I understood that this was a wizarding challenge. I understood that without Sita and KD the whole group could have ended up in oblivion. Who knows what could have happened to their physical body? I still shiver thinking about it. The astral is definitely a minefield. I will continue to explore it with Sita, KD and a few others, those who showed the required dispositions and who got away with it. The others will have to wait until my new lieutenants have completed their training.
I have protected you, Sita has guided you, KD has defended you, Operation Astral Storm is ending without catastrophe – which is unexpected. To defeat the attack of a kerubim, that’s what closes my mouth. A group of five or six people will therefore train under my diligent guidance.
At this point I don’t want to take any chances. When each of my lieutenants will be able to wake up to the slightest danger, to smell threats before they arise, to warn others for their safety, it will be time to widen the circle. But it will be necessary to show a white paw. So I ask the flying astrals of the 4th round to contact me. I need to know if they have had any health problems recently. Understand where they are at. Assess their level. Test their astral practice.
To venture into these parts, you have to be a warrior. Otherwise serious disturbances may occur. You have to be impeccable. Determined. Insensitive to fear. Solid. Balanced. From now on, it will be necessary to demonstrate all these qualities. No more tourism. There I served as a lightning rod. Another time you may not have one.

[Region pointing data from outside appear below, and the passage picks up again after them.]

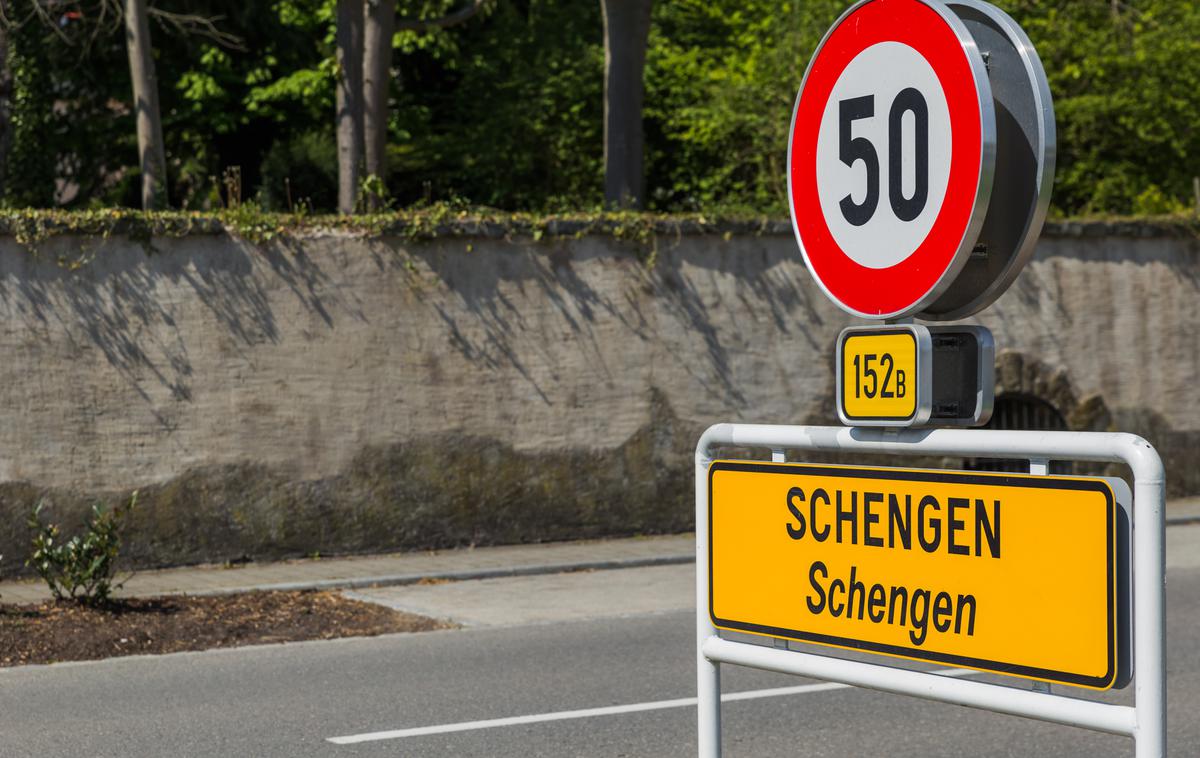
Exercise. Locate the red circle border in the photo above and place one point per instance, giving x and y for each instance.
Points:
(907, 286)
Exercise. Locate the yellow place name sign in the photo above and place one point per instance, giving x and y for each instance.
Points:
(879, 374)
(1001, 572)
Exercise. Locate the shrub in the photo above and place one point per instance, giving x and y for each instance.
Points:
(82, 569)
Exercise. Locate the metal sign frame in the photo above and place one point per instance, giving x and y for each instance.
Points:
(1145, 721)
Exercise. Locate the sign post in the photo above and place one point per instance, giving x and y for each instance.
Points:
(1145, 721)
(921, 158)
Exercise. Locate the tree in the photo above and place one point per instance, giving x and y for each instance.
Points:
(349, 102)
(381, 23)
(151, 155)
(364, 64)
(627, 28)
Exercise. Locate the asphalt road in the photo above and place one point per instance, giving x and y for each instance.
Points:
(292, 699)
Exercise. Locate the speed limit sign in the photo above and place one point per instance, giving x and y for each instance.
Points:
(898, 140)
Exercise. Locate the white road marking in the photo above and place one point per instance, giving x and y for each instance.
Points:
(589, 713)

Make sure you only frequent quiet areas. Beware of everything, watch over everything. Stay in your place. Be careful. And wake up in the event of a nightmare, this is the saving gesture. One day you will know how to control fear. You will no longer be blinded by clarity or intoxicated by powers. So we’ll talk about it again.
Perhaps.
Someone who goes astral on his own, evolves to a level where he is safe. But the challenge, precisely, was aimed at higher levels. Those where one risks to meet sérafim, kerubim, archangels, thrones, virtuesmon ass! and other celestial creatures of infernal power. Disasters of the stars. Happy angel mirage. I cautioned my readers about super bright – they don’t play in the same court as us. They are suns when we are fireflies. Do not invoke anyone, the hierarchies must stay where they are and so must we. Everyone at home, the cows will be well guarded if the distances are well kept.
Such naivety is unworthy of a nagual. Fortunately, we have protected you. All’s well that ends well when you know how to stop in time. But I have tasted too much. By opening the umbrella to keep you from getting wet, I risked my life, yes, nothing less than that. With no calming other than my failing will, the pains were unbearable. On a scale of 1 to 5, they reached 6 or 7. What didn’t kill me made me stronger … and less stupid.Hope keeps me alive
I ask all the ruffles of the 4th cycle to give me their reactions. This contact will allow me to inform you of what will follow. Thank you for trusting me. E the ship goes. And the ship sails …
See you soon.
This is the story. Everything happens as if it were true. Who knows ? Say it with me: Do believe and don’t.